Carlos Santana to Brooklyn Paper: Let your power flow!

This isn’t black magic.

Legendary rock star Carlos Santana traded in his guitar for a couch — playing psychologist for Brooklyn Paper Radio hosts Gersh Kuntzman and Vince DiMiceli in an exclusive interview that also touched on the state of American politics, the beauty of music, the beauty of women in Santana’s life and, of course, how great Santana was at Woodstock.

Also on the show — which is downloadable on iTunes — Brooklyn folkie Feral Foster performed two songs during an exclusive in-studio visit to promote the upcoming Brooklyn Folk Festival.

Foster was impressive musically, but Santana rocked the very foundation of The Brooklyn Paper building in Downtown after Daily News Deputy Features Editor Kuntzman asked a simple question about the whereabouts of the comely woman on the cover of Santana’s 1970 album, “Abraxas.” (If you grew up in the 1970s and you were a heterosexual male, you know the woman about which this reporter speaks.)

“What happened to her? I married her!” Santana said.

He's back!: Award-winning columnist and reporter Mike McLaughlin, seen here being professionally mentored, joined Vince and Gersh on Brooklyn Paper Radio.
The Brooklyn Paper / Ben Muessig

Kuntzman and DiMiceli pronounced themselves impressed, but Santana was having nothing of it.

“You just need to change your attitudes,” he advised the boys. “You are the magnet that can attract any lady.”

Have you met Kuntzman, Santana was asked.

“It doesn’t matter,” he said. “I can see his core and I know he is sweet. Besides, it’s all about the mindset. Walk like you have the charisma.”

Again, Santana was asked, have you met Kuntzman?

The color of cool: The cover of Santana’s album Abraxas.

“Just be confident — not arrogant, but confident,” Santana said.

Kuntzman admitted that he often falls over the line from self-assurance to self-importance, and Santana agreed to continue working with the addled scribe in future calls (with a $51 co-pay by Kuntzman’s GHI insurance).

In other parts of the broad-ranging interview, Santana revealed:

• He’s backing Hillary Clinton for president and hopes she’ll pick Bernie Sanders for vice president. “We need politicians who bring the compassion, not a KKK rally,” Santana said. “Compassion is the opposite of excluding people who aren’t like you.

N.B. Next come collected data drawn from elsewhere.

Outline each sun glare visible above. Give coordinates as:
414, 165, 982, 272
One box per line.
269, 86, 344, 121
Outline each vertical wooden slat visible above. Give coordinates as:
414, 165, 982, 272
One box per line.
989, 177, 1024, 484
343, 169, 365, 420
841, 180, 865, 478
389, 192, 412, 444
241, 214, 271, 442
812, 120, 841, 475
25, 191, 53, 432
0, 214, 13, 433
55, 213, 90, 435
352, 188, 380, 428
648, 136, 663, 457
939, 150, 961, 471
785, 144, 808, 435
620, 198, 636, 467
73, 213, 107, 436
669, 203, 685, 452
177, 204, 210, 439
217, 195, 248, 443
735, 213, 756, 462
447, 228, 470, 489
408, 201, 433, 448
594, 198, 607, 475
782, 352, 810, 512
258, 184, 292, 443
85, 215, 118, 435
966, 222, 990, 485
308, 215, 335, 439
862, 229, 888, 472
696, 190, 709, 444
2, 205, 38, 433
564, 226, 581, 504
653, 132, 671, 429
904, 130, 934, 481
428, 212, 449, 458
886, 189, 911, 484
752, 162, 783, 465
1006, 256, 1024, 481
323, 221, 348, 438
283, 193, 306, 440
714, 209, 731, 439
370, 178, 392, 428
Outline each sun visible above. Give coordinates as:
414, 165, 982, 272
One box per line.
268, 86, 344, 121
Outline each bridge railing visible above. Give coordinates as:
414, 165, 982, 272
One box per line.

I came from the generation of Woodstock so I can’t change my stripes and I can’t change my spots. I represent John Lennon and Marvin Gaye, who are on the other side. So I support Hillary.”

• He’s sick of a nation of fear. “I watch TV and the entire country is selling fear. ‘Legends,’ ‘Quantico’ and those shows present the CIA and the FBI as the bad guy — well, maybe they’re onto something. … America is Halloween every day, but no candy. Let’s change that to accentuate the beauty and grace instead of a KKK rally.”

• He thinks Santana was only the third best band at Woodstock. “It was Sly Stone, Jimi Hendrix and Santana,” he said. Why third? “Because I was there. I never heard Sly Stone perform like he did at Woodstock.”

Santana was phoning in to promote his new album — “Santana IV” — which unites him with his former bandmates, which he hasn’t done in decades. Santana’s tour kicks off in Las Vegas on March 21, and comes to Gaphattan on April 13 at Madison Square Garden.

Also on the show was former Brooklyn Paper columnist Mike McLaughlin, whose “Search” will come to an end this week in Los Angeles, when he ties the knot with his old girlfriend, Emily, the woman who broke his heart originally, sending him on a month’s-long quest for an apartment and a new lover — all chronicled in The Brooklyn Paper.

The unmarried Foster stayed throughout, yet offered no advice to McLaughlin.

In the zone: Folkie Feral Foster joined Gersh and Vince in studio on Brooklyn Paper Radio, where he played two songs — and jammed while the guys read their commercials.